En este cuarto taciturno se presentan de visita aquel niño pequeño que merendaba un vaso de leches con campurrianas, el adolescente que regateaba la paga tras la llegada del euro y el hombre que se sonrojaba al escuchar como ella le contaba orgullosa a la mujer de la limpieza que su nieto es periodista. Ahora, en la Sala 3 de Nuestra Señora de la Paz, rememoramos escenas con remordimiento y recordamos con ternura incluso su mala baba. Hablamos a un cuerpo de marmol que con su rostro sereno, parece que nos escucha y nos perdona, cuando en realidad lo que queremos es que abra los ojos para echarnos una última bronca.
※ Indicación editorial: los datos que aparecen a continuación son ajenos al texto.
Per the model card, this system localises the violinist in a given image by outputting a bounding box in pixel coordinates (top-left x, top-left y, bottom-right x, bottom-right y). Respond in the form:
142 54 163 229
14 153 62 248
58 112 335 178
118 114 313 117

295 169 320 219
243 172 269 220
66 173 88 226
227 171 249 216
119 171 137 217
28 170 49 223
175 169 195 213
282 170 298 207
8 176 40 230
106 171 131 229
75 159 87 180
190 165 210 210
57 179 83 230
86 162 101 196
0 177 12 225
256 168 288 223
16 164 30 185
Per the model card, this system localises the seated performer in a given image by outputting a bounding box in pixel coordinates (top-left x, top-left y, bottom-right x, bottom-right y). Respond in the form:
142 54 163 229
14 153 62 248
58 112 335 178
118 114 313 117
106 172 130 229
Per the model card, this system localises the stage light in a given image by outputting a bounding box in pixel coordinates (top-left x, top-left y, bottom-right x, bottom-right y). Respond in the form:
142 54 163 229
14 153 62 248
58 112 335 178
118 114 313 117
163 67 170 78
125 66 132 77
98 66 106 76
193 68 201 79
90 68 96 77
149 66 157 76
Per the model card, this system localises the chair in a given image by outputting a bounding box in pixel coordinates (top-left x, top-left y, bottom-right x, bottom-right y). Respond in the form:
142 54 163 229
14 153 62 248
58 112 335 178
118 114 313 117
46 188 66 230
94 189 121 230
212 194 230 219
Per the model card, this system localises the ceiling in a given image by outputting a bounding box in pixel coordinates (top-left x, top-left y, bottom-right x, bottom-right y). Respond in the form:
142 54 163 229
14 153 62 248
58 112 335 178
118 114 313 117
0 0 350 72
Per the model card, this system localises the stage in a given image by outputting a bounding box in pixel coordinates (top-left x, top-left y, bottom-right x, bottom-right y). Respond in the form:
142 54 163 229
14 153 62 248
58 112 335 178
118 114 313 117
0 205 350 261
Llega la hora de abandonar la sala, nos despedimos con el beso más frío que jamás hemos dado y de inmediato echamos de menos cuando besábamos sus cálidas mejillas arrugadas. Solamente apreciamos esos momentos cuando ya los hemos perdido, cuando el llanto ha inundado el tanatorio, el coche fúnebre navega hacia la iglesia de Santa Ana y nosotros nos ahogamos con los recuerdos.